Infographics of Recent Publications
Dating Business Cycles in the United Kingdom, 1700-2010
Economic History Review, 2023
Broadberry, Stephen; Chadha, Jagjit S.; Lennard, Jason; Thomas, Ryland
This paper constructs a new chronology of the business cycle in the United Kingdom from 1700 on an annual basis and from 1920 on a quarterly basis to 2010. The new chronology points to several observations about the business cycle. First, the cycle has significantly increased in duration and amplitude over time. Second, contractions have become less frequent but are as persistent and costly as at other times in history. Third, the typical recession has been tick-shaped with a short contraction and longer recovery. Finally, the major causes of downturns have been sectoral shocks, financial crises, and wars.
The Legal Origins of Financial Development: Evidence from the Shanghai Concessions
Journal of Finance, 2023
Levine, Ross; Lin, Chen; Ma, Chicheng; Xu, Yuchen
The primary challenge to assessing the legal origins view of comparative financial development is identifying exogenous changes in legal systems. We assemble new data on Shanghai's British and French concessions between 1845 and 1936. Two regime changes altered British and French legal jurisdiction over their respective concessions. By examining the changing application of different legal traditions to adjacent neighborhoods within the same city and controlling for military, economic, and political characteristics, we offer new evidence consistent with the legal origins view: the financial development advantage in the British concession widened after Western legal jurisdiction intensified and narrowed after it abated.
Long-Run Trends in Long-Maturity Real Rates, 1311-2022
American Economic Review, 2024
Rogoff, Kenneth S.; Rossi, Barbara; Schmelzing, Paul
Taking advantage of key recent advances in long-run economic and financial data, we analyze the statistical properties of global long-maturity real interest rates over the past seven centuries.
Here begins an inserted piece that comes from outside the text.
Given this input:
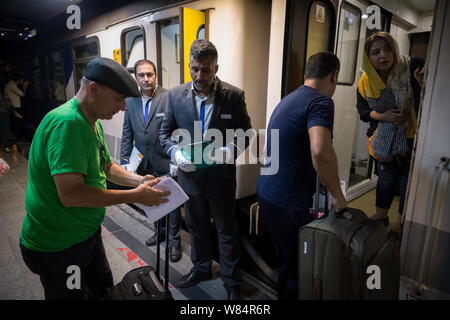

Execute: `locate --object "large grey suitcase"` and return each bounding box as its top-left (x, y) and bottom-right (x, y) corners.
top-left (298, 207), bottom-right (400, 300)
In contrast to existing consensus, we find that real interest rates are in fact trend stationary and exhibit a persistent downward trend since the Renaissance. We investigate structural breaks in real interest rates over time and find that overall the Black Death and the 1557 "Trinity default" appear as consistent inflection points. We further show that demographic and productivity factors do not represent convincing drivers of real interest rates over long spans.
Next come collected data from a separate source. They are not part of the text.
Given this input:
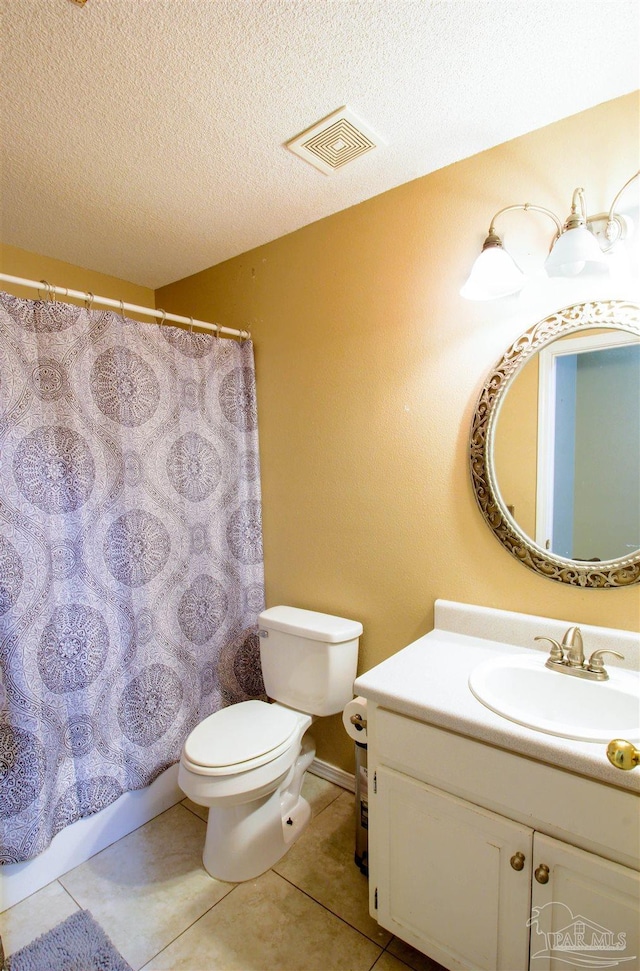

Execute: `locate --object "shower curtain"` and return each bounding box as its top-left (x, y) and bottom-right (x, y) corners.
top-left (0, 292), bottom-right (265, 864)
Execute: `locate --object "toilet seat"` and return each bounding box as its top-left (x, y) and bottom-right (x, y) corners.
top-left (183, 700), bottom-right (304, 776)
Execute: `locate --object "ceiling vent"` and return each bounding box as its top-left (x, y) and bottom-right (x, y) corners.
top-left (286, 107), bottom-right (384, 175)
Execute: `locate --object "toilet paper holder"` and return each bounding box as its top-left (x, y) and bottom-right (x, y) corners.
top-left (349, 713), bottom-right (367, 732)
Reaching for Yield and the Housing Market: Evidence from 18th-Century Amsterdam
Journal of Financial Economics, 2023
Korevaar, Matthijs
Do investors reach for yield when interest rates are low and does this behavior affect the housing market? Using the unique setting and data of 18th-century Amsterdam, I show that reach-for-yield behavior of wealthy investors resulted in a large boom and bust in house prices and major changes in rental yields. Exploiting changes in the supply of bonds, I show that investors living off capital income shifted their portfolios towards real estate and other higher-yielding assets when bond yields were low and decreasing. This behavior exacerbated house price volatility and increased housing wealth inequality.
Independent Regulators and Financial Stability Evidence from Gubernatorial Election Campaigns in the Progressive Era
Journal of Financial Economics, 2024
Del Angel, Marco; Richardson, Gary
Regulatory independence forms a foundation for modern financial systems. The institutions' value is illuminated by a Progressive Era policy experiment when independent state-bank regulators came under governors' supervision. Afterwards, bank resolution rates declined during gubernatorial election campaigns for banks supervised by state but not national authorities. This gubernatorial-campaign effect diminished by two orders of magnitude, but did not disappear, after the FDIC became the independent resolver for all insured banks in 1935. In addition, during the Progressive Era, declines in bank resolutions led to declines in business bankruptcy rates, an effect that is not observed in the FDIC era. Our findings indicate regulatory independence can dramatically reduce but may not eliminate politics' impact on banks and the economy.